The household maid crisis continues, without any clear solutions to the problem and with prices for domestic aid skyrocketing.
At a time when everyone is pointing fingers at each other, many believe that the responsibility of this crisis lies on the shoulders of many government and private bodies involved in the business, in the labor force itself and the nature of the work in addition to the employers and families who recruit house help at large.
Ahmad Al-Fuhaid, an official at the Labor Ministry, told the local media that current negotiations with Indonesian companies and government bodies for the return of their maids to the Kingdom are stalled, since they have demanded more time to respond to the Saudi conditions.
“The two countries have not yet agreed on a time frame to send labor back to the Kingdom,” explained Al-Fuhaid.

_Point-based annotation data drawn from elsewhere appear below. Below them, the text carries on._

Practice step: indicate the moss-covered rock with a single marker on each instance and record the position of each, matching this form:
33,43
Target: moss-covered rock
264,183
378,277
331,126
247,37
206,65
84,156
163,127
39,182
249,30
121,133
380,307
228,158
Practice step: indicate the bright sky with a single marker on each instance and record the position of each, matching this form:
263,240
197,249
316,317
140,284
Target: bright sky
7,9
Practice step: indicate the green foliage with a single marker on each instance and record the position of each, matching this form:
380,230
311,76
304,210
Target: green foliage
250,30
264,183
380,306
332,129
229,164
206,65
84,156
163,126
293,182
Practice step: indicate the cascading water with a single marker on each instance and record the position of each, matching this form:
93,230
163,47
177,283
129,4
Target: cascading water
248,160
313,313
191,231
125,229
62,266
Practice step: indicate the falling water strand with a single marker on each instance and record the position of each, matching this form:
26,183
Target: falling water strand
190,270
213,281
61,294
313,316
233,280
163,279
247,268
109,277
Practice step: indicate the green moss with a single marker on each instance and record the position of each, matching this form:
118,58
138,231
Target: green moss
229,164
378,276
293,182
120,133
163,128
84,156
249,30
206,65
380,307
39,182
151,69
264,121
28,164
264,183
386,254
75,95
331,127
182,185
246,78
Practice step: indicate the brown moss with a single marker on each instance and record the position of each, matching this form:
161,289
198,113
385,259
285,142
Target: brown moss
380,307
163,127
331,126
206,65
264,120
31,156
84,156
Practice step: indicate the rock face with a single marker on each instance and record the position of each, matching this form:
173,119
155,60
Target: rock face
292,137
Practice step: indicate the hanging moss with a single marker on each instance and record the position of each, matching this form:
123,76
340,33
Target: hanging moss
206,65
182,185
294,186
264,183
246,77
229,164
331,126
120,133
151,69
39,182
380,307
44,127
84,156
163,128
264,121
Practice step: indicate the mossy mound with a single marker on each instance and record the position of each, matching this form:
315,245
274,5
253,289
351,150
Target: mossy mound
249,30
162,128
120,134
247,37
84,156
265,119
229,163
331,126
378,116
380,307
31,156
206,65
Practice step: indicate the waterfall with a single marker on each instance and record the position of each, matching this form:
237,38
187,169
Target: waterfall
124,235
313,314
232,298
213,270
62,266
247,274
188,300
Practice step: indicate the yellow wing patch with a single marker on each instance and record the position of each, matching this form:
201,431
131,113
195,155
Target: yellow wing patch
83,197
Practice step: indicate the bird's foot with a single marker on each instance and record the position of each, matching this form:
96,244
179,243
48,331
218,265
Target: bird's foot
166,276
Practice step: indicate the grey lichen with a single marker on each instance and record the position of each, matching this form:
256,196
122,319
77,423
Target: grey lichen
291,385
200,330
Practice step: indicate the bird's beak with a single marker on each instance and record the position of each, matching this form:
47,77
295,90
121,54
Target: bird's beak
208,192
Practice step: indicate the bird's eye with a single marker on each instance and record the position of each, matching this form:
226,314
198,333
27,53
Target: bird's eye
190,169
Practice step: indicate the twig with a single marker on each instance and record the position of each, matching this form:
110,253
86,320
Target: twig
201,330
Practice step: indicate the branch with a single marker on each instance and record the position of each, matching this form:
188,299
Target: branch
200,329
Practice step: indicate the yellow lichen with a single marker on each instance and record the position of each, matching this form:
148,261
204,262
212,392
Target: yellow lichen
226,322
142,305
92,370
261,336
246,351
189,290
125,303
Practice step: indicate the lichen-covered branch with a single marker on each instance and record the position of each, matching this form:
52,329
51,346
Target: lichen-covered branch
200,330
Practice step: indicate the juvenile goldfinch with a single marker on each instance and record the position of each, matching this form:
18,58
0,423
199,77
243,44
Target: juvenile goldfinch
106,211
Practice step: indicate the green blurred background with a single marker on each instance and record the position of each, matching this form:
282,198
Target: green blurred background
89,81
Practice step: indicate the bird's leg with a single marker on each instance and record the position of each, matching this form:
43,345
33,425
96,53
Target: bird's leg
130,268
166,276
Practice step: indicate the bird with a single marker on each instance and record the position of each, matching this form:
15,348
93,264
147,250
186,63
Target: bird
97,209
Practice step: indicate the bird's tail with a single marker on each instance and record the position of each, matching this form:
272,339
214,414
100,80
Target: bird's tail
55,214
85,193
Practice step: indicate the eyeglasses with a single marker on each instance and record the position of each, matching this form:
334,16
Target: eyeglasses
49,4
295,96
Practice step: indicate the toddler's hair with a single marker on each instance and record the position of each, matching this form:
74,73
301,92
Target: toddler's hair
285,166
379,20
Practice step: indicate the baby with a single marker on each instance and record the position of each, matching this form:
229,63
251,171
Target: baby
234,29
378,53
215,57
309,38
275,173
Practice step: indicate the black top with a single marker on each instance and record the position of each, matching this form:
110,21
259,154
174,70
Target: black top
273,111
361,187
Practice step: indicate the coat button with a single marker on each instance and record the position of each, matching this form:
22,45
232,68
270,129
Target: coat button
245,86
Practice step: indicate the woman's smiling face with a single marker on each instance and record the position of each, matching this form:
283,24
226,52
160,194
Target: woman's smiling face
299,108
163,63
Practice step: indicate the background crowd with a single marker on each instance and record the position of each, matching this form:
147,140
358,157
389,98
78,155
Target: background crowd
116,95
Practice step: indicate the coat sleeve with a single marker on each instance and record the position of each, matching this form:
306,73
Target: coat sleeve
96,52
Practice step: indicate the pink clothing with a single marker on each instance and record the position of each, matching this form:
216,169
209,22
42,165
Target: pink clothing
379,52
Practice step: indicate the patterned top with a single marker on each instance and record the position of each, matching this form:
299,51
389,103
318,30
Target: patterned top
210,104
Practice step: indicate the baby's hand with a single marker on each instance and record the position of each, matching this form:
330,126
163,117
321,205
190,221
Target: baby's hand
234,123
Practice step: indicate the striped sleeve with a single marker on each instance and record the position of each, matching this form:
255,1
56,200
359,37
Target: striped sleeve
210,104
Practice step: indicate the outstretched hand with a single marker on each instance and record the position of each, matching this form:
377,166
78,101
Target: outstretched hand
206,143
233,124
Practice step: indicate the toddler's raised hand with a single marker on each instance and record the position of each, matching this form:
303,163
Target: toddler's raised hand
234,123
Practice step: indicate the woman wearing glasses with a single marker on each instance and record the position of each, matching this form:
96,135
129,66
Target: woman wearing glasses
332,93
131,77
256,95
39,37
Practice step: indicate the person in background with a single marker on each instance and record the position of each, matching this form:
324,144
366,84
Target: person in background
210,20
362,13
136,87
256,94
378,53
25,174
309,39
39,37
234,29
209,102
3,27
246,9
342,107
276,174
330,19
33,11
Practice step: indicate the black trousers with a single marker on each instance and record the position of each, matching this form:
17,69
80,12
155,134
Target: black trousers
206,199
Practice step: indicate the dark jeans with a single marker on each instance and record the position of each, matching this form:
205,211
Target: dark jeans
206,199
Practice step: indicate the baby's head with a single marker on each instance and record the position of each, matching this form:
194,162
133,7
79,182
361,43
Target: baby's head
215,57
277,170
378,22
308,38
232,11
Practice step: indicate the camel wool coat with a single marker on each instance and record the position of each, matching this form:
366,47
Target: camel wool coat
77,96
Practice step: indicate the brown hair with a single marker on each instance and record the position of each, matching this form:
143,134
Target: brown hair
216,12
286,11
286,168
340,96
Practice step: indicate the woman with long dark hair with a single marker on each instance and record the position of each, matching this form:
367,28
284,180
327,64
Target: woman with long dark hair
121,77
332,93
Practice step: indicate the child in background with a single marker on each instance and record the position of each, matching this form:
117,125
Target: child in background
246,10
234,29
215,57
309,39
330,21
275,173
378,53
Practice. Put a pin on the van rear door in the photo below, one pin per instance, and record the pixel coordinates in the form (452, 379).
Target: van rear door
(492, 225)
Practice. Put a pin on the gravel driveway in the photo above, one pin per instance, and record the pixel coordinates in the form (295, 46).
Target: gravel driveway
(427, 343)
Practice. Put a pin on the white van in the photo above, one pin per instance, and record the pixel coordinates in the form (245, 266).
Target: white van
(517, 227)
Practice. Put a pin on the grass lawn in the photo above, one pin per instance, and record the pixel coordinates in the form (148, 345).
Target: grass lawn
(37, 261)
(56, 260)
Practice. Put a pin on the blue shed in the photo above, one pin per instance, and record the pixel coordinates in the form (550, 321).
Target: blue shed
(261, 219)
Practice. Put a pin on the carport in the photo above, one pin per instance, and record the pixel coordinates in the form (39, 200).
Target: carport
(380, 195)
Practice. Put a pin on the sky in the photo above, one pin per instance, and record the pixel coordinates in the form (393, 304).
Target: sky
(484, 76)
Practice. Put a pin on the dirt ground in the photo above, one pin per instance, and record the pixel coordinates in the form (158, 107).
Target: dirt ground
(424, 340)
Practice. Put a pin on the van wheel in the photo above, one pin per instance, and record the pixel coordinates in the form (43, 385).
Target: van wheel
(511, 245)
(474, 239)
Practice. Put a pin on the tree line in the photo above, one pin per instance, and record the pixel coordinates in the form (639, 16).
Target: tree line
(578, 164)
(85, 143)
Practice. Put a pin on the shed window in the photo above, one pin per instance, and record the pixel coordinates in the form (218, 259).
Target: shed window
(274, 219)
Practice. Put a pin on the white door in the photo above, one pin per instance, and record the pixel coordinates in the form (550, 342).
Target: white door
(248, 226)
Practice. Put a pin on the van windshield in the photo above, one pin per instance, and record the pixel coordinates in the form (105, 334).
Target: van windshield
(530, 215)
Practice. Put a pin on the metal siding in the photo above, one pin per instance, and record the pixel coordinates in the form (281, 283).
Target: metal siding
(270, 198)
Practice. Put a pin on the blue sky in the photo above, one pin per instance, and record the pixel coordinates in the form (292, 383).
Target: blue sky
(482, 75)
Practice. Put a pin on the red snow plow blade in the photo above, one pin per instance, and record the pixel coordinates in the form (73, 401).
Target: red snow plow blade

He added that there are still friction points on the recruitment procedures between the two countries which do not include salaries and training issues.
“These two points will be agreed upon following the signing of the frame agreement. The Ministry of Labor will make all efforts possible to safeguard the rights of Saudi citizens,” he said.

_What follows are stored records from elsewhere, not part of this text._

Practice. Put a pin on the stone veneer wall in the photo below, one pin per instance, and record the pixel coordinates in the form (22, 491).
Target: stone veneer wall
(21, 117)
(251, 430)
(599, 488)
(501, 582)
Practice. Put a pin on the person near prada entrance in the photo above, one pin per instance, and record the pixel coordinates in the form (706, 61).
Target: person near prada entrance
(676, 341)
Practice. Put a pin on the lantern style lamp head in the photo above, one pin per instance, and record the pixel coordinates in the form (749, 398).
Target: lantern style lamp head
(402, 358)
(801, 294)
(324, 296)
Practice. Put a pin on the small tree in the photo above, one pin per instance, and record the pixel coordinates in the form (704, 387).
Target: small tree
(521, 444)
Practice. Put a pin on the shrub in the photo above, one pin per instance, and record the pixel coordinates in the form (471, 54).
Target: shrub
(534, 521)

He denied that the ministry gave in to the demands and conditions of labor exporting countries, such as maids leave the household during weekly days off.
Head of the recruiting committee at the Jeddah Chamber of Commerce and Industry, Yahya Al-Maqboul, confirmed that 70 percent of the arrangements to recruit Indonesian house help have been completed so far.
Mohammad Salim, director of a recruiting office, said some labor exporting countries impose unfair conditions on recruiting offices such as paying fines on behalf of the maid if she were to violate the law.